No technology, process, or product makes a difference without people who understand how to use it. Ongoing education—whether in traditional classrooms, virtual training, or on-the-job mentoring—prepares chemists to get the best results from compounds like 4-chloro-3-nitropyridine. Even seasoned scientists benefit from regular refreshers, hands-on workshops, or shared forums where they can exchange stories and troubleshoot common problems.
It’s not just about safety or technical skills; strong training programs build a culture where curiosity leads to better problem solving. I’ve seen experienced chemists learn new tricks from early-career colleagues, and students solve puzzles that stumped senior staff—usually by asking different questions or bringing in ideas from outside the box. Regular investment in people pays off through higher quality, lower risks, and stronger results.
Chemistry never stands still. New applications for 4-chloro-3-nitropyridine keep emerging, often where least expected. Exploratory teams working at the intersection of organic synthesis, computer modeling, and materials science have started using these building blocks to bridge the gap between small-molecule chemistry and big-picture medicinal, agricultural, or electronic innovation.
The line between commodity chemical and specialty reagent keeps blurring—sometimes the difference comes down to how creatively a team applies a molecule’s unique properties.
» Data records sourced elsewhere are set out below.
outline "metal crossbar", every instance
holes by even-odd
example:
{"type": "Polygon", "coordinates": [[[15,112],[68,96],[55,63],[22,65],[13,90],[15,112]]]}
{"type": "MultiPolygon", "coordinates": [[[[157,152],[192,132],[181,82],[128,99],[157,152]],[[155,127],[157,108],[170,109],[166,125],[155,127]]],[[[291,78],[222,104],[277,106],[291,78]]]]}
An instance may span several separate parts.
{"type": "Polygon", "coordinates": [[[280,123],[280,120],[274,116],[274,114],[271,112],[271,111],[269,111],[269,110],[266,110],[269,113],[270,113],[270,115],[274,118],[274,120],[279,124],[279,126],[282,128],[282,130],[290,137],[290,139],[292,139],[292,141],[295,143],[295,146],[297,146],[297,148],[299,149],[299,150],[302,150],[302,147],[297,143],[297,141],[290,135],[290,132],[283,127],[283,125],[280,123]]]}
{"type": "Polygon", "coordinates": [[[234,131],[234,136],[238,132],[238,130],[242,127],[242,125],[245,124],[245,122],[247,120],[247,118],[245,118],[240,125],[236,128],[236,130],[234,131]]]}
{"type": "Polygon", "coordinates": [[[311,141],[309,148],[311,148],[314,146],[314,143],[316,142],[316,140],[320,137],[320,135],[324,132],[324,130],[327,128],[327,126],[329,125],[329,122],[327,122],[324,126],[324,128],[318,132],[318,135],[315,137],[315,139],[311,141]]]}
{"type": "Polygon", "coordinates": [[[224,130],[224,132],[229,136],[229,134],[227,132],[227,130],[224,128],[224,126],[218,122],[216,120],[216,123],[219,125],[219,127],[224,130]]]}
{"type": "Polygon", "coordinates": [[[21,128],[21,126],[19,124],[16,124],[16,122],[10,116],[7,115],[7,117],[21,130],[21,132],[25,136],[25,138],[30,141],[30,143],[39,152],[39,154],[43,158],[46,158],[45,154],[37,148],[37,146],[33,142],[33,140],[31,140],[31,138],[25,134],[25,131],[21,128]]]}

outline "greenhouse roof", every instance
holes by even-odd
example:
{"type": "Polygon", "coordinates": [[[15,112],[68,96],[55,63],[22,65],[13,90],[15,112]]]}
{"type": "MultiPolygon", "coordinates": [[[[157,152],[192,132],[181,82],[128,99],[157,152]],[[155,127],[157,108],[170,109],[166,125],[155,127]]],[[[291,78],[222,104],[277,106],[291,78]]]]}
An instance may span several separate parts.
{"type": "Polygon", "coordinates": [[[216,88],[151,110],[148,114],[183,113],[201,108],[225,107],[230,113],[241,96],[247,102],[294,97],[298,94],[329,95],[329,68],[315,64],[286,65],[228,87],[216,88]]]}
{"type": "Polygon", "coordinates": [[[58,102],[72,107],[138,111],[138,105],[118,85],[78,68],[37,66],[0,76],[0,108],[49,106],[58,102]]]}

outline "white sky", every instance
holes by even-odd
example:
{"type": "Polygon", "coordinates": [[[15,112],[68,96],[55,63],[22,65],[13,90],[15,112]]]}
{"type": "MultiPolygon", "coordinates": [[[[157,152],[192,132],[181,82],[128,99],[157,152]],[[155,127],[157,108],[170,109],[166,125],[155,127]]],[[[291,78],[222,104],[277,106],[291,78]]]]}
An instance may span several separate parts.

From my experience, keeping an open mind and watching for unexpected reactivity or new mechanisms has let research groups stay ahead of challenges and adapt to shifting demands.
Adapting quickly and learning from prior experiences—successes, failures, accidents, or last-minute breakthroughs—ensures that molecules like pyridine, 4-chloro-3-nitro-, never get pigeonholed. Teams that take a broad, integrated approach get the most from this compound, whether their focus is exploratory research, fine chemical production, or next-generation manufacturing.
Progress in chemistry depends on the right tools at the right time. 4-chloro-3-nitropyridine exemplifies how careful design and application of a single molecule can spark advances across industries. Whether serving in pharmaceutical labs, agricultural R&D, or as a teaching aid, this compound makes bigger things possible. Drawing from both hands-on work and consultation, the lesson is clear: solid knowledge, strong safety culture, and trust in sourcing all make the difference. In a world where every atom counts, compounds like this move the field forward—one reaction at a time.